中東情勢との連動
日本の主要メディアでは、今回の株価の暴落をこのように説明している。もちろん、この説明は完全に正しいものの、実はメディアではほとんど触れられていない要因が実は存在している。
それは、中東情勢との連動である。
周知のように、7月31日、ガザで戦闘を続けている「ハマス」の最高幹部、ハニーヤが、イランの新大統領の就任式に出席するために訪問していたイランで殺害された。ハニーヤ最高幹部はテヘラン北部にある建物に宿泊していたところ、現地時間の31日の午前2時ごろ、空中から発射された物体によって暗殺された。これはイスラエルの犯行であることはほぼ間違いないものの、イスラエルは否定も肯定もしていない。
ハニーヤ最高幹部の殺害の影響はあまりに大きかった。イランの最高指導者ハメネイ師は声明を出し「テロリストであるイスラエルはわれわれの客人を殉教させた」として、イスラエルを非難した上で、「われわれはイランの領土で起きたこのつらい事件で、復しゅうすることをみずからの義務だと考える」として、何らかの報復を行うことを誓った。むろん、報復の対象はイスラエルである。

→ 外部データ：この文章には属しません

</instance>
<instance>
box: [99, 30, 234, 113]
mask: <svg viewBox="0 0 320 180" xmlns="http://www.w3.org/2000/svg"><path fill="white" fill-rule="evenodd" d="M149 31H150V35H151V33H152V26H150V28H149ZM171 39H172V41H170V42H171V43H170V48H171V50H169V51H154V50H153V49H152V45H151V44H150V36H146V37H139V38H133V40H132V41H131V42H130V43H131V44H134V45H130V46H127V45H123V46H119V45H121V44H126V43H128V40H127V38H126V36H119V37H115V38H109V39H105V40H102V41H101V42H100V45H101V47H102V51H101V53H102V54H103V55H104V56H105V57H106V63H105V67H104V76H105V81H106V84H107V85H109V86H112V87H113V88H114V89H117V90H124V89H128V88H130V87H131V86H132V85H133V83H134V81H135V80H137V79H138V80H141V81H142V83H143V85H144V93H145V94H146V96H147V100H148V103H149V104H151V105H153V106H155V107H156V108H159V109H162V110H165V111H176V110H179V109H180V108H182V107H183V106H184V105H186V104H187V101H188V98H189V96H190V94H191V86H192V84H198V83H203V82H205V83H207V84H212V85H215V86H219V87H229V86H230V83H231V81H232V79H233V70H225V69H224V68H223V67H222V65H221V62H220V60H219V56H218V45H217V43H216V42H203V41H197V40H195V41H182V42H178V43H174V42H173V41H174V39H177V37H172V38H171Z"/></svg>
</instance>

さらに、前日の7月30日には、イスラエル軍は隣国レバノンの首都ベイルートで「ヒズボラ」の司令官を標的に空爆を行い、殺害しと発表した。「ヒズボラ」はこの殺害の報復として、イスラエル北部に対するミサイルの集中攻撃を激化させている。
中東大戦争に発展する危険性
このように、「ハマス」のハニーヤ最高幹部の殺害や「ヒズボラ」の司令官の殺害で、イランが本気でイスラエルに報復攻撃すると、中東全体に戦争が拡大する可能性が極めて高くなる。それというのも、今回のハニーヤ最高幹部や「ヒズボラ」の司令官の殺害は、緊張がもっとも高まっているタイミングで実行されたからだ。
この殺害が実行される前日の30日に、黒海に面した北東部の都市リゼで開かれたトルコの与党、「公正発展党(AKP)」の会合に出席していたトルコのエルドアン大統領は、「トルコはイスラエルがパレスチナにこのような馬鹿げたことをできないように、非常に強くなければならない」と語った。そして、「われわれがカラバフに入ったように、リビアに入ったように、われわれは彼らにまったく同じようなことをする」と言い、パレスチナを支援するため、ガザ戦争に軍事介入する可能性を示唆した。
これは、エルドアンが支持者の声に応えるためのリップサービスという側面もあるが、かつてトルコはリビア紛争やアゼルバイジャンとアルメニアの「ナゴルノ・カラバフ紛争」にも軍事介入してきたので、現実性がないわけではない。トルコはNATO第2の規模の軍隊を保有している。エルドアンは今回のハニーヤ最高幹部の殺害にも激怒しているので、イランがイスラエルへの報復を開始したタイミングで、ガザへの軍事介入を行う可能性も完全には否定できない。